Evidence Of Obstruction Piling Up As Trump Privately Urged GOP Leaders To End Russia Probe

Evidence of Donald Trump’s clear obstruction of justice regarding the Russia inquiry continued to pile up on Thursday as a new report from The New York Times revealed that the president “repeatedly urged senior Senate Republicans, including the chairman of the Senate Intelligence Committee, to end the panel’s investigation into Russia’s interference in the 2016 election.”

The Times called Trump’s efforts to end the investigation over the summer “highly unusual intervention from a president into a legislative inquiry involving his family and close aides.”

More from the report:

Senator Richard Burr of North Carolina, the intelligence committee chairman, said in an interview this week that Mr. Trump told him that he was eager to see an investigation that has overshadowed much of the first year of his presidency come to an end.

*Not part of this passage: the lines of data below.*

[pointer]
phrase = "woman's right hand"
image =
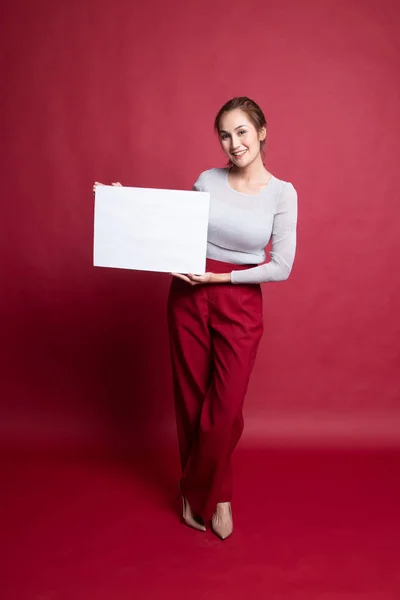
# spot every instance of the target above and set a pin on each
(116, 184)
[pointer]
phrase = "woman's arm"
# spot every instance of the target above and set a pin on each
(283, 244)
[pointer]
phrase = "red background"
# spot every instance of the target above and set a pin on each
(116, 90)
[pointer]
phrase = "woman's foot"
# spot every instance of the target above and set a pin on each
(188, 517)
(222, 522)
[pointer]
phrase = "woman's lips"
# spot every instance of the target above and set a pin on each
(239, 155)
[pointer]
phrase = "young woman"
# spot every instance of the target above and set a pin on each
(215, 320)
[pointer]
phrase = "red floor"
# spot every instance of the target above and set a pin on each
(308, 525)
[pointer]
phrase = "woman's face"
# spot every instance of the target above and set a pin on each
(239, 139)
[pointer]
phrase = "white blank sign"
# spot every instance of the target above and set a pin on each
(151, 229)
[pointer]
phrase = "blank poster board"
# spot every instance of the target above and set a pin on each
(151, 229)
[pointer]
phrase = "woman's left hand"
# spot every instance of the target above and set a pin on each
(196, 279)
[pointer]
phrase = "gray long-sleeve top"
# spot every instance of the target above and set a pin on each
(241, 225)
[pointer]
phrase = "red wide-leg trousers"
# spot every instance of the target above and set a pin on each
(214, 330)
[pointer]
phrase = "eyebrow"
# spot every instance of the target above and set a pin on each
(224, 131)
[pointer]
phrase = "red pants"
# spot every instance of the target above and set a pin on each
(214, 332)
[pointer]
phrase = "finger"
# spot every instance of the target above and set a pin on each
(181, 276)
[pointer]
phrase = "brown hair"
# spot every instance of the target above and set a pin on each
(251, 108)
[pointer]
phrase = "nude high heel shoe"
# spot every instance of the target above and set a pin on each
(188, 518)
(222, 527)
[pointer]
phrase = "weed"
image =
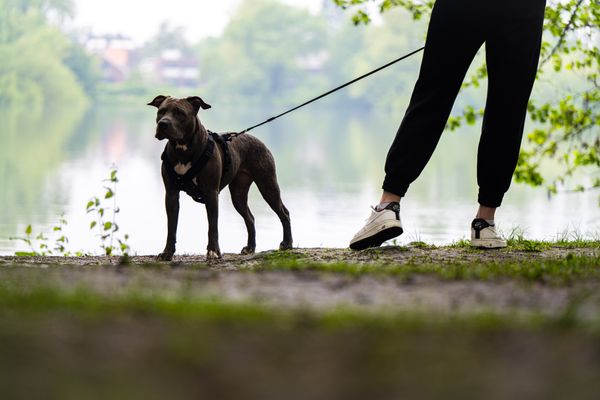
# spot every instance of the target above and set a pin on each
(422, 245)
(105, 218)
(39, 245)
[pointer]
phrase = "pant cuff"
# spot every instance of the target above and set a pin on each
(393, 187)
(491, 200)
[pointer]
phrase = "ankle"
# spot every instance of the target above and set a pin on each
(388, 197)
(486, 213)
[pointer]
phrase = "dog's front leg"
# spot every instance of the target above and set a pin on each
(212, 211)
(172, 206)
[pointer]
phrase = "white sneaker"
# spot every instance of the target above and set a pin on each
(380, 226)
(484, 235)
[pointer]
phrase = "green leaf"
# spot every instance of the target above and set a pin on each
(26, 254)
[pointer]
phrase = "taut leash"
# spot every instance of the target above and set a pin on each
(328, 93)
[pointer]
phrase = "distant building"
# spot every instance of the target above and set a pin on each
(173, 67)
(114, 52)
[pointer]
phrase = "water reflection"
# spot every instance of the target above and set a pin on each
(329, 166)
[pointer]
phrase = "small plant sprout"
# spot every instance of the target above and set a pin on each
(39, 245)
(105, 215)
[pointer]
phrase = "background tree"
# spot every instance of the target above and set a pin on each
(565, 107)
(263, 52)
(37, 57)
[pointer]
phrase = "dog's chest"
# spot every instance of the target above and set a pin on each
(182, 169)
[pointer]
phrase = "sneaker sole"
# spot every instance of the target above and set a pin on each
(488, 243)
(377, 239)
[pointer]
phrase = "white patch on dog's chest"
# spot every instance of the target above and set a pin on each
(182, 169)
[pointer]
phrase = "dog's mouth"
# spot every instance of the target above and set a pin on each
(162, 134)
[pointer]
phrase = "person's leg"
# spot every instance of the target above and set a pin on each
(455, 34)
(512, 52)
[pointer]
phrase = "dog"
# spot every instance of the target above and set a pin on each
(201, 163)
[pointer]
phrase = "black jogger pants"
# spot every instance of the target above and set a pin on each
(511, 31)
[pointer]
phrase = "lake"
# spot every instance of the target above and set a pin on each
(330, 167)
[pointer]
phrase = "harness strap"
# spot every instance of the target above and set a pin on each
(185, 182)
(222, 140)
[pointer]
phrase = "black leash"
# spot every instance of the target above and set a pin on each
(328, 93)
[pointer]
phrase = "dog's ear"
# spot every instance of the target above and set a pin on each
(198, 103)
(158, 100)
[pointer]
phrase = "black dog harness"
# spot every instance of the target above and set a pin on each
(186, 182)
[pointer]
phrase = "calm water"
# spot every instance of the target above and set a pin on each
(329, 166)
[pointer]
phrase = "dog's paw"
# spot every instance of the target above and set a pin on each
(165, 257)
(285, 246)
(213, 255)
(247, 250)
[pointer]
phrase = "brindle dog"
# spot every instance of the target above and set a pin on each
(191, 163)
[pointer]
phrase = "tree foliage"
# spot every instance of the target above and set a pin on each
(565, 109)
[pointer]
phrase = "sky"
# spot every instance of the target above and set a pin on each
(140, 19)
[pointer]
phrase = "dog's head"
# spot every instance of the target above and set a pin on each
(176, 118)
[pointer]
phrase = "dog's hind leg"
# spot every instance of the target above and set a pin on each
(239, 188)
(269, 189)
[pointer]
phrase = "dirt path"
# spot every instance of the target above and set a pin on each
(234, 279)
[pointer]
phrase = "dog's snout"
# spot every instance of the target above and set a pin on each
(164, 123)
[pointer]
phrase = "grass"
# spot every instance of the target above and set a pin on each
(144, 339)
(552, 271)
(516, 241)
(43, 297)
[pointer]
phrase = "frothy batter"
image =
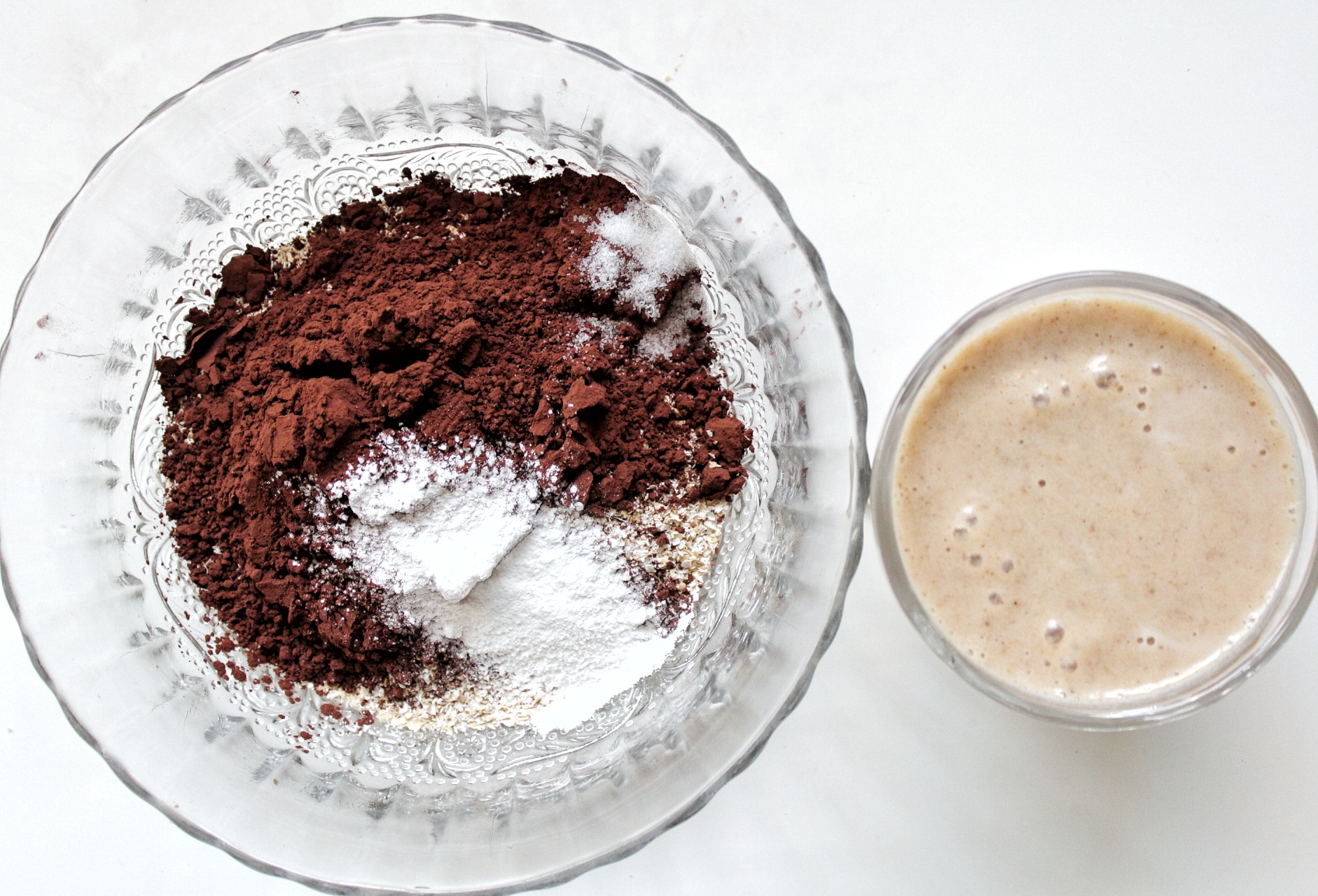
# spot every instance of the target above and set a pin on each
(1095, 497)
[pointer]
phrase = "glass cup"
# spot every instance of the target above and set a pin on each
(1295, 587)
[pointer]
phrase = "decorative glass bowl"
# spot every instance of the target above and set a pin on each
(256, 153)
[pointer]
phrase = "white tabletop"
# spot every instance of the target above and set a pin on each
(936, 153)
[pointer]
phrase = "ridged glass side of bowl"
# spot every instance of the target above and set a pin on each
(1296, 584)
(257, 149)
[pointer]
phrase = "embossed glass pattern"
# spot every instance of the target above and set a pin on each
(256, 153)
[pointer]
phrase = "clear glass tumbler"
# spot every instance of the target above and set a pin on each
(1295, 585)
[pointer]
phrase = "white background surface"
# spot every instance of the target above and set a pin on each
(936, 153)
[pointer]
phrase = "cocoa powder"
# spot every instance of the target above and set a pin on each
(457, 315)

“It was something along the lines of, ‘I hope you can conclude this as quickly as possible,’” Mr. Burr said. He said he replied to Mr. Trump that “when we have exhausted everybody we need to talk to, we will finish.”


In addition, according to lawmakers and aides, Mr. Trump told Senator Mitch McConnell of Kentucky, the Republican leader, and Senator Roy Blunt, Republican of Missouri and a member of the intelligence committee, to end the investigation swiftly.

Once again, Trump is proving that he has no regard for the separation of powers or the rule of law. His efforts to thwart an investigation into his campaign’s ties to Russia only raise more questions about what he has to hide.

As Democratic Sen. Dianne Feinstein said this week, according to the same New York Times report, “It is pressure that should never be brought to bear by an official when the legislative branch is in the process of an investigation.”

Of course, the White House tried their best to spin the new report, saying that Trump “at no point has attempted to apply undue influence on committee members.”

But time after time, whether it was through his firing of former FBI Director James Comey or his public attacks on special counsel Robert Mueller’s investigation, Trump has shown that he has no problem trying to put pressure on those looking into his ties to Russia.

At the end of the day, it may not even matter whether there was coordination between Trump’s presidential campaign and the Russian government during last year’s election, though the evidence clearly suggests there was.

Instead, Trump is doing his best to hand Robert Mueller and congressional investigators an open-and-shut obstruction of justice case against him.